Uno es demasiado exigente, hay que admitirlo, y ya se sabe que no hay peor crítica que la del propio autor, de modo que no podía saber si mi sospecha tenía sentido o eran puras majaderías autorales. Pero algo debía haber porque esa pareja, igual que otros dos personajes llamados Rafa y Cardozo, siempre retornaban -y vuelven aún, y a cada rato- en forma de deseo escritural. El caso es que en esa novela que yo escribía mentalmente mientras conducía, Clelia y Victorio bajan de aquel globo en plena Pampa santafesina, cerca de la ciudad de Rafaela, decididos a rehacer sus vidas. Victorio ha resuelto comenzar de nuevo junto a esa chica audaz y encantadora, y Clelia, como toda muchacha enamorada, está decidida a todo y a cualquier cosa junto a su hombre. Planean comportarse como ciudadanos normales, como una pareja que va a instalarse tranquilamente en algún lugar, donde acaso fundarán una familia. Victorio ya ha pasado los cincuenta y casi dobla en edad a Clelia, que además parece su hija, pero se aman y se ríen de ellos mismos y de los prejuicios de la gente que adora fantasear sobre los veteranos que se meten con chicas que podrían ser sus hijas y/o sobre las muy degeneraditas que se enganchan con viejos verdes. Por ahí va la novela, hasta que de pronto la maldita policía se les cruza en el camino: los confunden con ladrones fugitivos, los persiguen, algo sale mal y la vida se les complica. Entonces Victorio roba un coche y se lanzan hacia el sur y ya no pueden parar. En dos días llegan a la Patagonia, siempre huyendo de las policías provinciales, y así inician un viaje que -desde luego- yo aún debía escribirlo porque nosotros mismos apenas lo estábamos comenzando.

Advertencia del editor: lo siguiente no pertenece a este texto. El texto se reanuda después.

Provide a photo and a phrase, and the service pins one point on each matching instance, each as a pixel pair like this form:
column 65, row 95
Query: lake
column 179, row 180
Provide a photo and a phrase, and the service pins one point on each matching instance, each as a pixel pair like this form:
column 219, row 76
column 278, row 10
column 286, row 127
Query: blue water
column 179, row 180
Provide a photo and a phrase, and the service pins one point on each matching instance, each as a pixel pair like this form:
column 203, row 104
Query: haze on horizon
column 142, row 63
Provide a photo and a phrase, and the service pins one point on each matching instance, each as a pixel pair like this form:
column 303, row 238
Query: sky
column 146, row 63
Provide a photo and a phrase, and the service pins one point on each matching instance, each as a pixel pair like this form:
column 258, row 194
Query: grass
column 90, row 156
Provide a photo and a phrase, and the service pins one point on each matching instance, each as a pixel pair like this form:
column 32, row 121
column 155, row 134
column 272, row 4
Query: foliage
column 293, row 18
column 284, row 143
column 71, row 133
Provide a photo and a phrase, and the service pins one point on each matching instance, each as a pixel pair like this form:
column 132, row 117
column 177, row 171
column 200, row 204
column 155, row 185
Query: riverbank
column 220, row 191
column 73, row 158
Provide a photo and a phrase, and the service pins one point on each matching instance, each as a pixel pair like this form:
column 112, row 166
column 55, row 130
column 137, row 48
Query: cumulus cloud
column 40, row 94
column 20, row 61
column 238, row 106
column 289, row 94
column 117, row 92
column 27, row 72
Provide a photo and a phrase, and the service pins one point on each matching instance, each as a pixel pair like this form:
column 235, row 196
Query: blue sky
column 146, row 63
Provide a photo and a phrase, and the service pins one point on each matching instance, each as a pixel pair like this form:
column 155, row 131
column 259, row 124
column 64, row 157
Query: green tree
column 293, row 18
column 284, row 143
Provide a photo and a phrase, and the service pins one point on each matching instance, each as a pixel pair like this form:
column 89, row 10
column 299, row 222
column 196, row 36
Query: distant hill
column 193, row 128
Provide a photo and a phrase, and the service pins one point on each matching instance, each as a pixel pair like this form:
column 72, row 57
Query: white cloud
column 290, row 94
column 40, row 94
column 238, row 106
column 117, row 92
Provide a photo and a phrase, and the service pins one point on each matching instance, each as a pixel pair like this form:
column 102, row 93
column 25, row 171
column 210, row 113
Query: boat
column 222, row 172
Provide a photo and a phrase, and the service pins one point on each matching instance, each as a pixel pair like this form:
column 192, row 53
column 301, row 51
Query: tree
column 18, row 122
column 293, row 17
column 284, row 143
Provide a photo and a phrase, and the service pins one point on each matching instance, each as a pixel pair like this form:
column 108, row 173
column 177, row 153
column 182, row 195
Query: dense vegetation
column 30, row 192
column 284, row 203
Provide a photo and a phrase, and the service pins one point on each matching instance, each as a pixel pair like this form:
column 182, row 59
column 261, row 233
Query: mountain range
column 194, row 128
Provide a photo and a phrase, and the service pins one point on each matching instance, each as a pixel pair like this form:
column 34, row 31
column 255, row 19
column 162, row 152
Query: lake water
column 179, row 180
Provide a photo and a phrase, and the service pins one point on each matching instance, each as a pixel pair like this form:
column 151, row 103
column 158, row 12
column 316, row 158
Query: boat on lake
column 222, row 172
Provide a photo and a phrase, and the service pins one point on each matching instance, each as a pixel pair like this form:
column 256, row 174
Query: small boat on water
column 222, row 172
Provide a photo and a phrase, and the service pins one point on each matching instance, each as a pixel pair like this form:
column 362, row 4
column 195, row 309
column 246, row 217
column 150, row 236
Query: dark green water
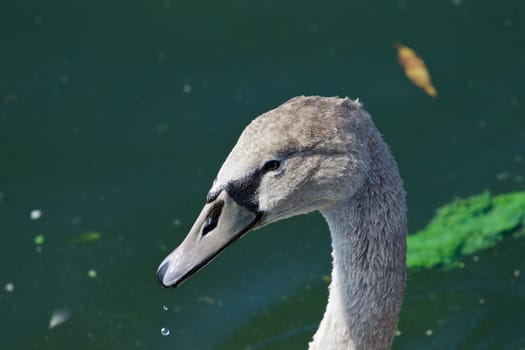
column 115, row 117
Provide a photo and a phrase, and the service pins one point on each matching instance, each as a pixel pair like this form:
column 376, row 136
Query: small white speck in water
column 186, row 88
column 35, row 214
column 9, row 287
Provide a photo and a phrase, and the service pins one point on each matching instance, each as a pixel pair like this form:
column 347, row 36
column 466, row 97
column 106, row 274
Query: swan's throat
column 368, row 277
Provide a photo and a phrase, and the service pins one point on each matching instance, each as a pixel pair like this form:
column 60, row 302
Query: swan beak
column 220, row 223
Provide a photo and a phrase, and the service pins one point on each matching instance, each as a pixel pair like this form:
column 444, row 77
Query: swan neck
column 368, row 275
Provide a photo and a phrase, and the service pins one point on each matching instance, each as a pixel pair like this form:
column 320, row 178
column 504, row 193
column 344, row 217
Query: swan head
column 305, row 155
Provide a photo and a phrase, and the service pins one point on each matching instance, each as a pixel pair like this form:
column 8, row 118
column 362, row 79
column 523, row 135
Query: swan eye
column 271, row 165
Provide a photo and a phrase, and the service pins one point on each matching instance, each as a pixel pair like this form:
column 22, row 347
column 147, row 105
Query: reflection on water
column 114, row 120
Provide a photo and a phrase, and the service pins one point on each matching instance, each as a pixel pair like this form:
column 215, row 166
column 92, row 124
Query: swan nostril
column 162, row 271
column 213, row 218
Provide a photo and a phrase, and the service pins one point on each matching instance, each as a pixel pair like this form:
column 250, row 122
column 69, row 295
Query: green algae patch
column 464, row 227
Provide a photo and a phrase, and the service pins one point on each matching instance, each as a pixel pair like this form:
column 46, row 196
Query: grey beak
column 220, row 223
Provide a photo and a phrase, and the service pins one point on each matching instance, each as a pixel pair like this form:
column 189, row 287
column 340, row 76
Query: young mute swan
column 315, row 153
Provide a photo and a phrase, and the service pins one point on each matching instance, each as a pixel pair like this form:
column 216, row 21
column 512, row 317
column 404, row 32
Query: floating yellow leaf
column 415, row 69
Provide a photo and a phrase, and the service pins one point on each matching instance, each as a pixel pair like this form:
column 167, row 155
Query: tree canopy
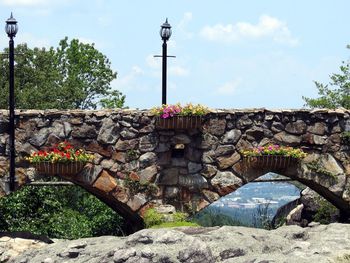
column 72, row 76
column 335, row 94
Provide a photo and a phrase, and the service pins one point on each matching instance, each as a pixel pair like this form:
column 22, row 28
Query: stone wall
column 137, row 166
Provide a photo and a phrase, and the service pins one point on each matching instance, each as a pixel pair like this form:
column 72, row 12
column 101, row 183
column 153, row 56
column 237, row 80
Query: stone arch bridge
column 138, row 166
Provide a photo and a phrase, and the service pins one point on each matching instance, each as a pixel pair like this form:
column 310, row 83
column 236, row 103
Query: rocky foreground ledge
column 317, row 243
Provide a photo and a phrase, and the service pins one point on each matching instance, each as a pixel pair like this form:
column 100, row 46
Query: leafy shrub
column 152, row 218
column 58, row 212
column 274, row 149
column 168, row 111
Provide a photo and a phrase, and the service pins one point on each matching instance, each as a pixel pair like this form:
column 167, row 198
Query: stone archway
column 128, row 148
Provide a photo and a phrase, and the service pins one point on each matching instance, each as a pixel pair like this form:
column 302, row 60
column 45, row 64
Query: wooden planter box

Todos los preparativos fueron importantes, pero nada me excitaba más que la perspectiva de acabar esa novela. Fernando, por su parte, llevaba su propia libreta de apuntes y a cada rato gatillaba sus cámaras, y yo sabía -me daba cuenta- de que además de todo lo que he dicho, para nosotros el viaje no dejaba de ser sino un juego fascinante, una aventura de dos hermanos que se eligieron en la vida. Y sabía, además, que se trataba de indagar en lo que se podría llamar la poética del viaje.
¿Qué es un poema sino miedo,
trompetazo, pétalo,
incorpórea genealogía?
¿Qué es la poesía
sino la emoción violenta
que produce el punto de partida
hacia lo nunca visto, lo improbable
o el ocaso?
¿Cuál es el verso final,
el imprecisable verso final
que sintetiza el ansia del regreso?
¿Qué queda del poema, finalmente,
cuando se ha pensado todo,
se ha decidido nada
y apenas sobreviven
preguntas inseguridades soledad fracaso dudas
o sea palabras, sueños, nada?
Nuestra primera escala fue en Mercedes, Corrientes, donde está el dizque «santuario» del Gaucho Gil. Aunque todavía estábamos muy lejos de la Patagonia, esta fue -de hecho- la primera experiencia fuerte del viaje: la figura del «gauchito milagroso», como se lo llama, nos acompañaría durante todo el periplo.